In model-free Reinforcement Learning ⭐, we assumed that \(p(s_{t+1} | s_t, a_t)\) is unknown, and no attempt is made to learn it. However, we often know the dynamics. For example, in games such as chess, and easily modeled systems, like car navigation.

Model-based Reinforcement learning is about learning system dynamics, and using the learnt system to make decisions.

In the stochastic open-loop case,

\begin{equation} p_{\theta}(s_1, \dots, s_T | a_1, \dots, a_T) = p(s_1) \prod_{t=1}^{T} p(s_{t+1} | s_t, a_t) \end{equation}

and we’d want to choose:

\begin{equation} a_1, \dots, a_T = \mathrm{argmax}_{a_1, \dots, a_T} E \left[ \sum_{t} r(s_t, a_t) | a_1, \dots, a_T \right] \end{equation}

In a closed-loop setting, the process by which the agent performs actions receives feedback. Planning in the open-loop case can go extremely awry.

In the stochastic closed-loop case,

\begin{equation} p(s_1, a_1, \dots, s_T, a_T) = p(s_1) \prod_{t=1}^{T} \pi(a_t | s_t) p(s_{t+1} | s_t, a_t) \end{equation}

where \(\pi = \mathrm{argmax}_{\pi}E_{\tau \sim p(\tau)} \left[ \sum_t r(s_t, a_t)\right]\)

Simple Model-based RL

The most basic algorithm does this:

  1. Run base policy to obtain tuples \((s_{t+1}, s_t, a_t)\)
  2. Use supervised learning on the tuples to learn the dynamics \(f(s_t, a_t)\), minimizing loss \(\sum_i |f(s_t, a_t) - s_{t+1}|^2\)
  3. Use the learnt model for control

Problem: distributional shift. We learn from some base distribution \(\pi_{0}\), but control via \(\pi_{f}\). This can be addressed by re-sampling \((s, a, s’)\) to \(D\) after step 3.

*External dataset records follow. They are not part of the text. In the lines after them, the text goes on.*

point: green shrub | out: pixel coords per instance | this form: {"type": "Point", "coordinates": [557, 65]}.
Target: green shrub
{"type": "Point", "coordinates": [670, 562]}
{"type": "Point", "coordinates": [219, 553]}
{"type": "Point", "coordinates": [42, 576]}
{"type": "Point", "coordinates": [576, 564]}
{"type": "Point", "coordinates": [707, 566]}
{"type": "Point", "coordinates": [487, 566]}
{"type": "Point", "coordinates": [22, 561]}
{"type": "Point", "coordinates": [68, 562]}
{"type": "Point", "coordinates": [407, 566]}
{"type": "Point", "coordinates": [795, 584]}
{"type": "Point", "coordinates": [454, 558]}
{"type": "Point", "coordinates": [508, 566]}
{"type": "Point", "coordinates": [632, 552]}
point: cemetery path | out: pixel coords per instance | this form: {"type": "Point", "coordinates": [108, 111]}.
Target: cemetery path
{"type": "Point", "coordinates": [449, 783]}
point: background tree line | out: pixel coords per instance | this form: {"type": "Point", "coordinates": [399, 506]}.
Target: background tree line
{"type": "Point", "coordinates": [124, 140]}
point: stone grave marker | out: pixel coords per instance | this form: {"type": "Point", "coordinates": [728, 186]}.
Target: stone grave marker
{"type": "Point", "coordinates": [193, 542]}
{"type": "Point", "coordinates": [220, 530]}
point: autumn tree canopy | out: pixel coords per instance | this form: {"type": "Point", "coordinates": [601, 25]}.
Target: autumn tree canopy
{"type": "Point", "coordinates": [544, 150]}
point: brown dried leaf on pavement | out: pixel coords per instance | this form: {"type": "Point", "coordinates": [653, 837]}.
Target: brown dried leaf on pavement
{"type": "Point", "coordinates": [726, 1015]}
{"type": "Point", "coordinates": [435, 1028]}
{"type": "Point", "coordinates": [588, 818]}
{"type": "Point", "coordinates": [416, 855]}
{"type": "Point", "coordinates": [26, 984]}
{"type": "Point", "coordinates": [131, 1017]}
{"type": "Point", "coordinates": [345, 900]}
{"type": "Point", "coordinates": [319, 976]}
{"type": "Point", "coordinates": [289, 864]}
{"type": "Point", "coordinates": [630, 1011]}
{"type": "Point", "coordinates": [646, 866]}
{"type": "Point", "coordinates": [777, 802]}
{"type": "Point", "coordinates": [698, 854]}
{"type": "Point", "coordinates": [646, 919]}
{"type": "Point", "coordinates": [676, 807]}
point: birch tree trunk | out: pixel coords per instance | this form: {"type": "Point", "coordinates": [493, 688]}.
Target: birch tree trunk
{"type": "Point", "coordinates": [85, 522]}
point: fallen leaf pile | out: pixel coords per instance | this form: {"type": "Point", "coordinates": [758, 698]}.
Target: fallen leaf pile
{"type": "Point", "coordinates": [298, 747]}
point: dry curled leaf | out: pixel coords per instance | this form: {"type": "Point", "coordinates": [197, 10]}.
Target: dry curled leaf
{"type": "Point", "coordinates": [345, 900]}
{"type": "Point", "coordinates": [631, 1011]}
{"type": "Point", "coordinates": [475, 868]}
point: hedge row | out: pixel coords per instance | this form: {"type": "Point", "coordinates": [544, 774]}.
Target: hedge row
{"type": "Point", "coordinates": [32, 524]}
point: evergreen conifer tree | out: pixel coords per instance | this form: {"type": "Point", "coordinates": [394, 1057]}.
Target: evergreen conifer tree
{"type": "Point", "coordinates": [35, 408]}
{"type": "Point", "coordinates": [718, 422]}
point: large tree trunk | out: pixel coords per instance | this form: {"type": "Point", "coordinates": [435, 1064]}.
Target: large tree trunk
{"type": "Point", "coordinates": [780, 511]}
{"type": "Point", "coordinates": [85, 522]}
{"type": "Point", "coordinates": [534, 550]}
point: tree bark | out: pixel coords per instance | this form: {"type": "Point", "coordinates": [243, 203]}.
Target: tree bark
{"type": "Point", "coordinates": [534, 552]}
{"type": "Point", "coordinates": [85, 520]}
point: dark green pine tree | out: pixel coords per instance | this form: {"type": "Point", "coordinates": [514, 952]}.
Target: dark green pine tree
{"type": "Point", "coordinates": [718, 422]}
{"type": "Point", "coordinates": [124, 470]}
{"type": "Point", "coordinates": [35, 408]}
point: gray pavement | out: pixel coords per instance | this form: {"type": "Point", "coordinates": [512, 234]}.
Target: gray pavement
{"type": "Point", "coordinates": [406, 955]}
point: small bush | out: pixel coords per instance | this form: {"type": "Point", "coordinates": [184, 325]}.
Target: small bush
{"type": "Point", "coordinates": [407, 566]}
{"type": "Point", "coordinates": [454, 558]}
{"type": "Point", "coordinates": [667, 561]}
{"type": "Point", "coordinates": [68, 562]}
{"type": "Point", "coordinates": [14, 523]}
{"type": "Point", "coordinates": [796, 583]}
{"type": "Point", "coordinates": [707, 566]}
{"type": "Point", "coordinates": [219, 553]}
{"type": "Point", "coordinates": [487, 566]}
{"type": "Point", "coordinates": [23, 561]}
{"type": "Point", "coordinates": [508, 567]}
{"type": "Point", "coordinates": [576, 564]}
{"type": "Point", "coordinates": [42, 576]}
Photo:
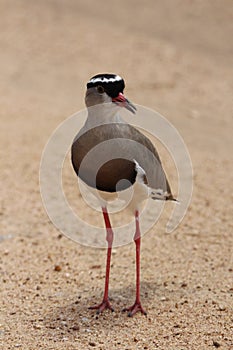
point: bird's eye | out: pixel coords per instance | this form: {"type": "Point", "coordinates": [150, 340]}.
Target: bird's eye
{"type": "Point", "coordinates": [100, 89]}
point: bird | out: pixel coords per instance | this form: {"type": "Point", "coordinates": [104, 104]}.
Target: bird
{"type": "Point", "coordinates": [138, 165]}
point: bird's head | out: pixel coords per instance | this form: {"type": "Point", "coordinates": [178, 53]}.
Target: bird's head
{"type": "Point", "coordinates": [107, 88]}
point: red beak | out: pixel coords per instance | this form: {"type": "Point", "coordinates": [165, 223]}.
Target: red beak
{"type": "Point", "coordinates": [122, 101]}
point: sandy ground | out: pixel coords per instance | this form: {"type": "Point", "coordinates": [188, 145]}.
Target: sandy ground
{"type": "Point", "coordinates": [176, 58]}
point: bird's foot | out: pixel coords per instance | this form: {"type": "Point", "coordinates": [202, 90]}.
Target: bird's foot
{"type": "Point", "coordinates": [102, 306]}
{"type": "Point", "coordinates": [136, 307]}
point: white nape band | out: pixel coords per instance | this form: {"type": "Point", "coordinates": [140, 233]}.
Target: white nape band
{"type": "Point", "coordinates": [105, 80]}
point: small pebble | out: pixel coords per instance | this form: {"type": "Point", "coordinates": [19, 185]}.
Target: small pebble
{"type": "Point", "coordinates": [57, 268]}
{"type": "Point", "coordinates": [91, 343]}
{"type": "Point", "coordinates": [216, 344]}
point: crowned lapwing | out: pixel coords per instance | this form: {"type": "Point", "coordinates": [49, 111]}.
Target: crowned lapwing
{"type": "Point", "coordinates": [137, 165]}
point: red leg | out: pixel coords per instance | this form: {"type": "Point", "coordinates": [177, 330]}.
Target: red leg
{"type": "Point", "coordinates": [137, 239]}
{"type": "Point", "coordinates": [109, 237]}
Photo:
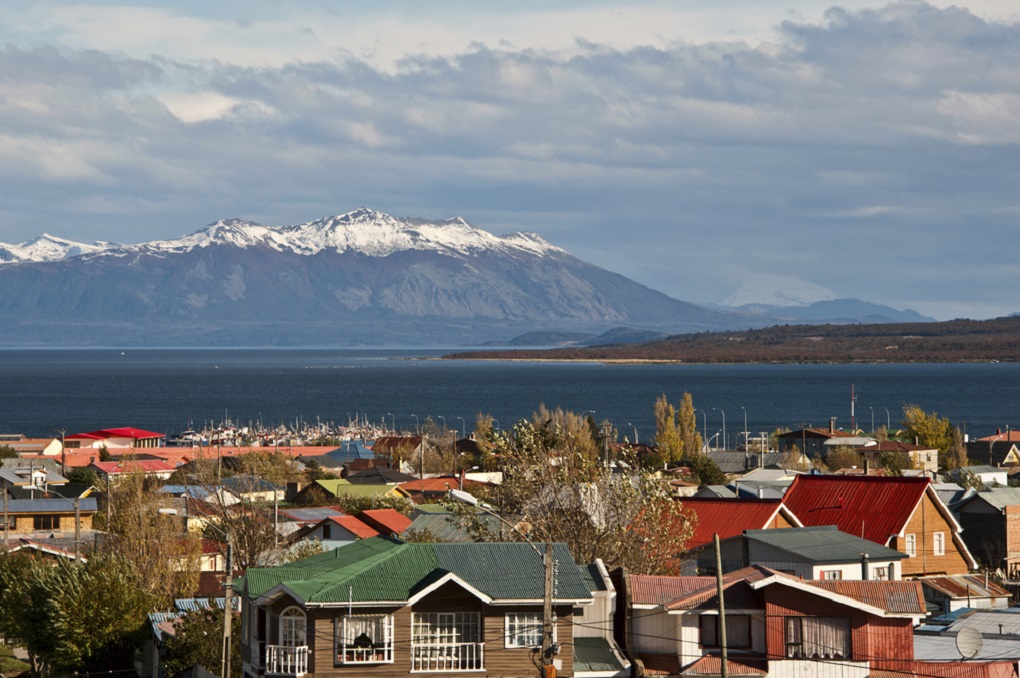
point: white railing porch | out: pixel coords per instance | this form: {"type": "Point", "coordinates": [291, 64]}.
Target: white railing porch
{"type": "Point", "coordinates": [286, 661]}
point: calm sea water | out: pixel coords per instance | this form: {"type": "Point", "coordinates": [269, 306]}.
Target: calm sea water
{"type": "Point", "coordinates": [168, 390]}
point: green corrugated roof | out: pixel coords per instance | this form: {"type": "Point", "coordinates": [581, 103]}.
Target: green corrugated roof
{"type": "Point", "coordinates": [384, 569]}
{"type": "Point", "coordinates": [595, 655]}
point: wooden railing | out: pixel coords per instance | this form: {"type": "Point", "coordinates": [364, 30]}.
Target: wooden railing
{"type": "Point", "coordinates": [449, 657]}
{"type": "Point", "coordinates": [286, 661]}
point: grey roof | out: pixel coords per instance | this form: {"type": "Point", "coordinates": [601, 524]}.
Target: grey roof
{"type": "Point", "coordinates": [249, 483]}
{"type": "Point", "coordinates": [823, 543]}
{"type": "Point", "coordinates": [56, 505]}
{"type": "Point", "coordinates": [999, 498]}
{"type": "Point", "coordinates": [447, 527]}
{"type": "Point", "coordinates": [596, 656]}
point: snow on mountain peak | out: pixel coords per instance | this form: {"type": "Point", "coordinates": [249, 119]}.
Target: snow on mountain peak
{"type": "Point", "coordinates": [365, 230]}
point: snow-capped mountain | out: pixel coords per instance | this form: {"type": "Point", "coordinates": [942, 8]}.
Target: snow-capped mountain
{"type": "Point", "coordinates": [47, 248]}
{"type": "Point", "coordinates": [362, 277]}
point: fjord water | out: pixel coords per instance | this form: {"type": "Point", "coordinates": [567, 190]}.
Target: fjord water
{"type": "Point", "coordinates": [168, 390]}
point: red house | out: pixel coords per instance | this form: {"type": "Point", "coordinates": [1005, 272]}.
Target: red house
{"type": "Point", "coordinates": [905, 514]}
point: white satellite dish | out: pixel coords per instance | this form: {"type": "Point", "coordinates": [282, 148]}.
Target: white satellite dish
{"type": "Point", "coordinates": [969, 641]}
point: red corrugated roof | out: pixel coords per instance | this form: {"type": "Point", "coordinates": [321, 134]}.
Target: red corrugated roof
{"type": "Point", "coordinates": [134, 466]}
{"type": "Point", "coordinates": [354, 526]}
{"type": "Point", "coordinates": [728, 516]}
{"type": "Point", "coordinates": [653, 589]}
{"type": "Point", "coordinates": [872, 508]}
{"type": "Point", "coordinates": [390, 520]}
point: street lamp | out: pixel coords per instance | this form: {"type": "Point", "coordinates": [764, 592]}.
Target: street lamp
{"type": "Point", "coordinates": [547, 560]}
{"type": "Point", "coordinates": [745, 428]}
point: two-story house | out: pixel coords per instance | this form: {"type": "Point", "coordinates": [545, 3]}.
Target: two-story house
{"type": "Point", "coordinates": [776, 624]}
{"type": "Point", "coordinates": [905, 514]}
{"type": "Point", "coordinates": [381, 607]}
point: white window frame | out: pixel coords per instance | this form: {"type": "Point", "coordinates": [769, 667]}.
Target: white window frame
{"type": "Point", "coordinates": [447, 642]}
{"type": "Point", "coordinates": [519, 628]}
{"type": "Point", "coordinates": [344, 641]}
{"type": "Point", "coordinates": [293, 627]}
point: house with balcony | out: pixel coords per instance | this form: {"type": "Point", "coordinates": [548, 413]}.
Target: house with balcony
{"type": "Point", "coordinates": [905, 514]}
{"type": "Point", "coordinates": [381, 607]}
{"type": "Point", "coordinates": [775, 624]}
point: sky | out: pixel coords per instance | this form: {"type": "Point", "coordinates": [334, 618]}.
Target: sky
{"type": "Point", "coordinates": [718, 151]}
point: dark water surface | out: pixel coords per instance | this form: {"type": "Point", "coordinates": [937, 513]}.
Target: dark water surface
{"type": "Point", "coordinates": [167, 390]}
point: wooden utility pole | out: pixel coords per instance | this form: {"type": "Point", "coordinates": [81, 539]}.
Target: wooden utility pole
{"type": "Point", "coordinates": [547, 615]}
{"type": "Point", "coordinates": [723, 668]}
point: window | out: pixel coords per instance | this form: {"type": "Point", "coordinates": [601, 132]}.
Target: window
{"type": "Point", "coordinates": [818, 637]}
{"type": "Point", "coordinates": [523, 629]}
{"type": "Point", "coordinates": [364, 639]}
{"type": "Point", "coordinates": [737, 631]}
{"type": "Point", "coordinates": [41, 523]}
{"type": "Point", "coordinates": [292, 628]}
{"type": "Point", "coordinates": [447, 641]}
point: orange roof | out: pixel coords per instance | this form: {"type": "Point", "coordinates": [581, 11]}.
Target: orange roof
{"type": "Point", "coordinates": [656, 589]}
{"type": "Point", "coordinates": [354, 526]}
{"type": "Point", "coordinates": [730, 516]}
{"type": "Point", "coordinates": [388, 521]}
{"type": "Point", "coordinates": [873, 508]}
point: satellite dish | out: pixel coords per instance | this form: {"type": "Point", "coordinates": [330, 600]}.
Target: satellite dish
{"type": "Point", "coordinates": [969, 641]}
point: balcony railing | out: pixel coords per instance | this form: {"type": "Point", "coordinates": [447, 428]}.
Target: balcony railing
{"type": "Point", "coordinates": [286, 661]}
{"type": "Point", "coordinates": [449, 657]}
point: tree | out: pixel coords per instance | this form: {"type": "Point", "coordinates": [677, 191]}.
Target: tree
{"type": "Point", "coordinates": [927, 428]}
{"type": "Point", "coordinates": [141, 531]}
{"type": "Point", "coordinates": [956, 457]}
{"type": "Point", "coordinates": [558, 491]}
{"type": "Point", "coordinates": [198, 638]}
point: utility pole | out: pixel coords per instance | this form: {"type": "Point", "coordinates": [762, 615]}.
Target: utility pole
{"type": "Point", "coordinates": [724, 664]}
{"type": "Point", "coordinates": [547, 613]}
{"type": "Point", "coordinates": [227, 608]}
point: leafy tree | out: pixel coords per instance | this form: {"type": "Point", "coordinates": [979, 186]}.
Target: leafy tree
{"type": "Point", "coordinates": [162, 553]}
{"type": "Point", "coordinates": [562, 492]}
{"type": "Point", "coordinates": [956, 457]}
{"type": "Point", "coordinates": [927, 428]}
{"type": "Point", "coordinates": [198, 638]}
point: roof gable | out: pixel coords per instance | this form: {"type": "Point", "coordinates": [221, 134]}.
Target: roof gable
{"type": "Point", "coordinates": [874, 508]}
{"type": "Point", "coordinates": [730, 516]}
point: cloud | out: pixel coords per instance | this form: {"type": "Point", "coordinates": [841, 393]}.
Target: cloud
{"type": "Point", "coordinates": [864, 141]}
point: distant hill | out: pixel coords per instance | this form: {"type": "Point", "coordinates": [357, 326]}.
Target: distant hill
{"type": "Point", "coordinates": [954, 341]}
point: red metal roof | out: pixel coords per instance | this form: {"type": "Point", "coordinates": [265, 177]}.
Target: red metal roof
{"type": "Point", "coordinates": [872, 508]}
{"type": "Point", "coordinates": [386, 520]}
{"type": "Point", "coordinates": [728, 516]}
{"type": "Point", "coordinates": [653, 589]}
{"type": "Point", "coordinates": [354, 526]}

Performance gap in model-based RL

Model-based RL tends to plateau in performance much earlier than model-free RL. This is because it needs to use a function approximator that:

  1. Does not overfit a low amount of samples
  2. But also is expressive enough

And this turns out to be hard. Below, the model is overfitted, and the planner might want to exploit going to this non-existent peak, and result in nonsensical behaviour.

We can use uncertainty estimation to detect where the models may be wrong, for example by using Gaussian Processes.

For planning under uncertainty, one can use the expected value, optimistic value, or pessimistic value, depending on application.

How can we have uncertainty-aware models?

  1. Use output entropy: high entropy means model is uncertain.
    1. But model might overfit and be confident, but wrong!
  2. Estimate model uncertainty: the model is certain about the data, but we are not certain about the model.
    1. estimate \(\log p(\theta | D)\)
  3. Or use Bayesian NN, Bootstrap ensembles

Problems with model-based RL

  1. High dimensionality
  2. Redundancy

Partial observability

Latent space models: separately learn \(p(o_t | s_t)\) (observation model; high dimensional, but not dynamic) and \(p(s_{t+1} | s_t, a_t)\) (dynamics model; low dimensional, but dynamic), and \(p(r_t | s_t, a_t)\) (reward model).